Parte 3
O inferno foi inventado em 1314 por um florentino encrenqueiro chamado Dante Alighieri. É um edifício de nove andares, sendo o primeiro no nível térreo, o segundo logo abaixo, e assim sucessivamente. Lá Dante aprisionou para sempre seus desafetos e outros pecadores. Claro que o conceito teológico cristão de inferno é anterior a Dante, mas a imagem deste condomínio de torturas aprofundando-se terra adentro é conhecida mesmo por aqueles que nunca leram Dante. Mais de 700 anos passaram e ela perdura no nosso imaginário. Como ele fez isso?

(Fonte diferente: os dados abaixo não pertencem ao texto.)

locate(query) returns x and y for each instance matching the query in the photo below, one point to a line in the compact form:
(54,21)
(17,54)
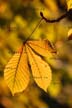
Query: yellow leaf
(40,69)
(42,47)
(69,4)
(16,72)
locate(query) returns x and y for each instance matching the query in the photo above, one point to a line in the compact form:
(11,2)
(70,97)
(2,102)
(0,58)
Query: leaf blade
(16,72)
(40,69)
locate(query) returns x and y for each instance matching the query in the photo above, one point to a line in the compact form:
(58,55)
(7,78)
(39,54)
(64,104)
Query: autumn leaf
(40,69)
(16,72)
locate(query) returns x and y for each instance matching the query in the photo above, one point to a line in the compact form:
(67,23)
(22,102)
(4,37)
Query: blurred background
(18,18)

Fora o fato de ser um escritor brilhante, cheio de rancor (um grande motivador), e muito culto, não sei. Algumas dicas: como fio narrativo ele usou o maior medo de sua época, o de ser barrado às portas do Paraíso. Se fosse hoje, ele imaginaria uma distopia onde o pecador não tem acesso a redes sociais, nunca mais, ad infinitum - já imaginou? Também não teve pudor nas descrições dos castigos, elas são dignas de um Tarantino (Tarantino é que bebe na fonte de Dante). Usou suas experiências dramáticas de exílio e ostracismo político para explorar temas de justiça, moralidade e a jornada da alma, ou seja, questões atemporais. Mas conseguiu algo ainda maior: quando as palavras não bastavam, ele criava novas. Palavra vai, palavra vem, e eis que ele criou o italiano. Não do zero, claro, mas antes de Dante não havia uma língua italiana. Portanto todo escritor italiano - e todo falante de italiano - tem uma dívida com Dante Alighieri. Da mesma forma, quem fala espanhol tem essa dívida com Cervantes; quem fala russo, com Pushkin; quem fala inglês, com Shakespeare. Mas isso é tema para vários outros ensaios. A questão aqui é: como a literatura italiana, uma das tradições literárias mais profundas e influentes da cultura ocidental, chegou ao ponto de diversidade e densidade que tem hoje?